Artist Ndidi Dike has created a new work for the South London Gallery as part of Lagos, Peckham, Repeat: Pilgrimage to the Lakes.
The mixed media installation, titled Deciphering Value: Economic Anomalies and Unequal Dependencies in Global Commodity Trade, 2023, explores the concept of value. Dike reflects on ideas around market value and material value, value to the individual and value to human kind. She questions how value is shared, thinking about who benefits and who is exploited.
We spoke to Dike to find out more about the visuals in the installation and the inspiration behind the work.
Can you describe Lagos to someone who has never been there? How does the city inspire your work?
Lagos is the mega city that never sleeps. Its hustle and bustle constantly bombard me with emotional and visual triggers that appeal to my sculptor’s gaze which is usually more attuned to balance and order. This chaos helps me redefine my aesthetic viewpoint of the city and its markets. I employ a range of representational strategies photographs and mixed materials to address how Lagos is perceived and described – Lagos as chaotic.
From a personal standpoint, the resultant order in disorder has a rhyme and reason.
For your work at the SLG, you’ve included visuals from marketplaces, both in Lagos and in London. What does the marketplace represent for you?
There is a balance derived from chaos. Street markets are arranged with juxtaposing store fronts displaying a plethora of food, cosmetics, shoes, fabrics, household wares, and second-hand clothing (imported at the expense of our local textile industries). Together it all visually speaks about consumerism patterns, market trends, and dependency on predominantly imported commodities.
Each item has its own social and political narratives, stories about ownership and value and absence of barcoding. This intensity coupled with environmental conditions, competing amongst raging human traffic adds to our economies of desire. Each market has its own unique sense of identity. Ladipo in Nigeria is famous for car spare parts and fixing anything repairable. Rye Lane in Peckham displays very different products together, we see items such as afrocombs alongside mobile phones and clothes.

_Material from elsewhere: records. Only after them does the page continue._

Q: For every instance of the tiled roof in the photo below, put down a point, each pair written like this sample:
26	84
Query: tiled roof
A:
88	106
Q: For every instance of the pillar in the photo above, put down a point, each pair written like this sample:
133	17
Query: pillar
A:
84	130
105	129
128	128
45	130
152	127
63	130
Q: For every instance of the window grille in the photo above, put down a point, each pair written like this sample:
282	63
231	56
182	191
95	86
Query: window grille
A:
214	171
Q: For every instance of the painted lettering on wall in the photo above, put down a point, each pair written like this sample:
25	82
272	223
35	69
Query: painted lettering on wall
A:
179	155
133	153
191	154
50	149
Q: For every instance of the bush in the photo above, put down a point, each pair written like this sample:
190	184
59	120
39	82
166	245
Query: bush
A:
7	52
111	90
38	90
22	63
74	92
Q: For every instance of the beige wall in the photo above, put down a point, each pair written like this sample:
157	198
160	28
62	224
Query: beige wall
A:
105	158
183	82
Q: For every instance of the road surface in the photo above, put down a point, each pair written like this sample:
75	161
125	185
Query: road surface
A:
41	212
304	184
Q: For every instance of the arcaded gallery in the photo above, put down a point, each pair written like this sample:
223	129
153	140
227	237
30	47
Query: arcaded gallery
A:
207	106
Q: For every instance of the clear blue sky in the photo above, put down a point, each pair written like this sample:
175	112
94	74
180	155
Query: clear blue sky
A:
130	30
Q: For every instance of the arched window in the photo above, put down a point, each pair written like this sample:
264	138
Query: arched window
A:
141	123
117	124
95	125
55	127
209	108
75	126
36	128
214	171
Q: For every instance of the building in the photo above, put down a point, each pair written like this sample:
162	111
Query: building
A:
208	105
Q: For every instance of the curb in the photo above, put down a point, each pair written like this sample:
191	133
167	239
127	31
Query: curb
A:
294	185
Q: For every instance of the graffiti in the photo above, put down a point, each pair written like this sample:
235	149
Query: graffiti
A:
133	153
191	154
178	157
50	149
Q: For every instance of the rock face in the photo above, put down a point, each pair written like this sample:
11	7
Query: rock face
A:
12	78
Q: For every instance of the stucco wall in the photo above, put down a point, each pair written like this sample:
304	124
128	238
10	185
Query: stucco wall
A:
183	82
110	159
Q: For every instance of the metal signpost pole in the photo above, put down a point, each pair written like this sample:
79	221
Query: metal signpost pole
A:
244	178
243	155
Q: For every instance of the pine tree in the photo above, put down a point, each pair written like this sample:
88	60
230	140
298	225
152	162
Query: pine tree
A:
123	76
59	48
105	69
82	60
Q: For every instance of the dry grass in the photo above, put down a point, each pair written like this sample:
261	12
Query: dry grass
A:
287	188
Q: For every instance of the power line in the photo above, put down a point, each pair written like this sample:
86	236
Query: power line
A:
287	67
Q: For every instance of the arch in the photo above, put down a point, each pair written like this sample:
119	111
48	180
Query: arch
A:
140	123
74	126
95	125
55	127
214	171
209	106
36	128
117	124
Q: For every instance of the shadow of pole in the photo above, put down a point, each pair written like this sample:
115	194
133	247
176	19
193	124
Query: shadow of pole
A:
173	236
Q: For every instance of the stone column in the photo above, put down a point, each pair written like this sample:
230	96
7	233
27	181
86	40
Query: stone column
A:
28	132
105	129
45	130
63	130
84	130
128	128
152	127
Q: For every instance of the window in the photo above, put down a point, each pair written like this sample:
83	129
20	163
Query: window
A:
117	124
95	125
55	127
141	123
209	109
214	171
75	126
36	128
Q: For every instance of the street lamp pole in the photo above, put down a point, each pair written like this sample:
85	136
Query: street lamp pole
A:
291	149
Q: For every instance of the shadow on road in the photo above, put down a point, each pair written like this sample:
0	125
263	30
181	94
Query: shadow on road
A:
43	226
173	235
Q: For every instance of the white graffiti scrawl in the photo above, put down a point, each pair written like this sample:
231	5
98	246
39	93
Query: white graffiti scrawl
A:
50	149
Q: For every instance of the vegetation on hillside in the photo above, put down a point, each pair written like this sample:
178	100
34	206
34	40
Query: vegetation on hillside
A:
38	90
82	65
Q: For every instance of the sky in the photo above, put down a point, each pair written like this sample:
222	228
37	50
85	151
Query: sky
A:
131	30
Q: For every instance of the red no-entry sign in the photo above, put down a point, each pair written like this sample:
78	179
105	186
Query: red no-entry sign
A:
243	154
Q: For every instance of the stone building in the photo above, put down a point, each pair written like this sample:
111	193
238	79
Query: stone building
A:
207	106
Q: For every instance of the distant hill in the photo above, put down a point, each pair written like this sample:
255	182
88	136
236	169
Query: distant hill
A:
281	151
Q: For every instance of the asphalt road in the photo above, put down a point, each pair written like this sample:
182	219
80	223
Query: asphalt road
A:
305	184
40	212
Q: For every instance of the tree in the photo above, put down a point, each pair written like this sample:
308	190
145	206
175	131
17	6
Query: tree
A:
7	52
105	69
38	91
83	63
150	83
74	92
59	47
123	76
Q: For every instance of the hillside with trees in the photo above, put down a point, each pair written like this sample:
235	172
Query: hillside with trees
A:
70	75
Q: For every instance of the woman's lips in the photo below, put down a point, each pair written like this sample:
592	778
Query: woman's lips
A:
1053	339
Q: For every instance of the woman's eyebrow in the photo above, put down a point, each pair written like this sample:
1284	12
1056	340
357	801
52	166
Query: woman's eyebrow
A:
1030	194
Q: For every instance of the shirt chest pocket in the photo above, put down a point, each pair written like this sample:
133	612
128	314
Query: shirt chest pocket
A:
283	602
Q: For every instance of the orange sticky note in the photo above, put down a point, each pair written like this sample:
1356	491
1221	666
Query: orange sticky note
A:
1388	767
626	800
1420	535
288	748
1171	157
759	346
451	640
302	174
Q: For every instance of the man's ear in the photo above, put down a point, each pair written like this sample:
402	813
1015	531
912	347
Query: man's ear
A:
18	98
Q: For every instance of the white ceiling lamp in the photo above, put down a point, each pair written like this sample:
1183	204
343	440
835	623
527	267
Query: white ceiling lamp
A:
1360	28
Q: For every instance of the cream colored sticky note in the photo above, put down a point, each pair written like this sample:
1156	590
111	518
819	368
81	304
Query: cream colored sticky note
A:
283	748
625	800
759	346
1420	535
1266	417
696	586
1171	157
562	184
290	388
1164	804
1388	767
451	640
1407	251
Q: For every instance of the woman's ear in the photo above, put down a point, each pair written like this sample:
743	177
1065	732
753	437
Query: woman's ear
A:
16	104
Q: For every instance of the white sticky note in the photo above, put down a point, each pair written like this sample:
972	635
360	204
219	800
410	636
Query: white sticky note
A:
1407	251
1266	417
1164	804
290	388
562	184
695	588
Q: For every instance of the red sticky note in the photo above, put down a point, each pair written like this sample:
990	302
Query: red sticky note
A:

In my installation the strips of photographic transparencies are sourced from my personal archives, historical market research, and the internet. Their form evokes the dark narrow pathways, small corridors and sections potential customers have to navigate to hunt for desired commodities inside Balogun market.
As well as images of marketplaces, your work also includes found objects: vanilla pods, old electronics, branded packaging and Afrocombs. What do these items mean to you?
I use metaphorical objects, such as hanging metal vanilla, plastic army soldiers, photo printed plexi glass pieces, Afro combs, branded packages, Afrocombs bought from stores in Peckham markets, disused and obsolete electronic waste that refers to geo-political control and propaganda.
Outdated technology references the fact Nigeria is a dumping ground for outmoded technology. I have included batteries within the installation to question the ethics and politics surrounding production of batteries. A large percentage of the world’s cobalt is mined in the Global South often during internal wars and conflicts by a youthful population, children as young as five are known to have worked in mines in the Democratic Republic of the Congo.
80% of the world’s most popular spice, vanilla, comes from Madagascar, a country of 26 million people. Madagascar has one of the highest poverty rates in the world leading to vanilla being tattooed for easy identification. Farms are protected by farmers armed with guns.
The installation moves from the 2D to the 3D. It breaches the perceived boundaries of media and embracing an unfettered sense of space across local and global dialogues.
What do you attempt to do with this new work? What would you like visitors to take from it?
Uncomfortable discourses, realities and debates are presented. I want to raise questions around stories of human commodification and histories of exploitation and wealth generation in the Global North. My work explores the enduring colonial legacies of enslaved black bodies, the industrial complex of natural resources extraction, land and the issue of looted artefacts centuries ago from specific countries. This installation is an attempt to enact a conscious reflection of this cyclical complicity where choices impact and reverberate throughout the generations in the global south.